Bernick (at the window, shrinking back): I cannot look at all this. Away with all these mocking words! I shall never see Olaf again.

Mrs. Bernick: You will see him again, Karsten, all right. I have got him. Do you think a mother does not watch? I overheard a few words from our boy which set me on my guard. I and Aune went in the sailing boat from the yard and reached the Indian Girl when she was on the point of sailing, and he was soon discovered hiding away.

Bernick: And is the ship under sail again?

Mrs. Bernick: No. The darkness came on more densely, the pilot was alarmed, and so Aune, in your name, took it on himself to order the ship to stay till to-morrow.

Bernick: What an unspeakable blessing.

Krap: The procession is coming through the garden gate, consul.

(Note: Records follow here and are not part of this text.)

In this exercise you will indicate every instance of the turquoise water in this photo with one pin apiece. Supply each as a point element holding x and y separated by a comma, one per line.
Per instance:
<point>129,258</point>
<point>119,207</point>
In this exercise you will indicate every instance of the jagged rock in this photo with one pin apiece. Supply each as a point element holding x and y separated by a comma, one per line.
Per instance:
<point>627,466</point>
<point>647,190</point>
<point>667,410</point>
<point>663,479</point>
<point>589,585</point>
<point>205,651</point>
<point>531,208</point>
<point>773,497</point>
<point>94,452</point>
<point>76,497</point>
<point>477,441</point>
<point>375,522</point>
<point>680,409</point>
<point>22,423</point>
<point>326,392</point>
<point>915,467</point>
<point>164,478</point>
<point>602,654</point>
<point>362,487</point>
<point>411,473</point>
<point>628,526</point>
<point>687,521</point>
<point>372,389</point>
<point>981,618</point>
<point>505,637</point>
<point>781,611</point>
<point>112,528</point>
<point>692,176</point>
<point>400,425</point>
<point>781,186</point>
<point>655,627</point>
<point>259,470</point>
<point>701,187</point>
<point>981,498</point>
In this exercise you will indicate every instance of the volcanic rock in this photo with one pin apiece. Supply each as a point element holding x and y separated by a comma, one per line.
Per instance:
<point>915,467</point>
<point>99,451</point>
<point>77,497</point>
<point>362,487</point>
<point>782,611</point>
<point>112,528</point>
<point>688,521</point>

Rector Rörlund, at the head of the procession, makes a presentation to Bernick in the name of the committee, and expresses the public esteem and admiration for the consul's services to society. Bernick, to the astonishment of the audience, proceeds to make a full confession of the duplicity and deceit of which he has been guilty. He unreservedly places himself in the hands of the people, who quietly disperse. Bernick at once finds that, whatever the people may think, he has won the sympathy of all his own circle. Lona lays her hands on his shoulder with the words, "Brother-in-law, you have at last discovered that the spirit of Truth and the spirit of Freedom are the real Pillars of Society."

FOOTNOTES:

[O] "The Pillars of Society," published in 1877, is perhaps the most conspicuous of the series of psychological dramatic studies through which Ibsen has exercised untold influence on European drama. In it he deals with the problem of hypocrisy in a small commercial centre of industry, and pours scorn on contemporary humanity, while cherishing the highest hopes of human possibilities for the future.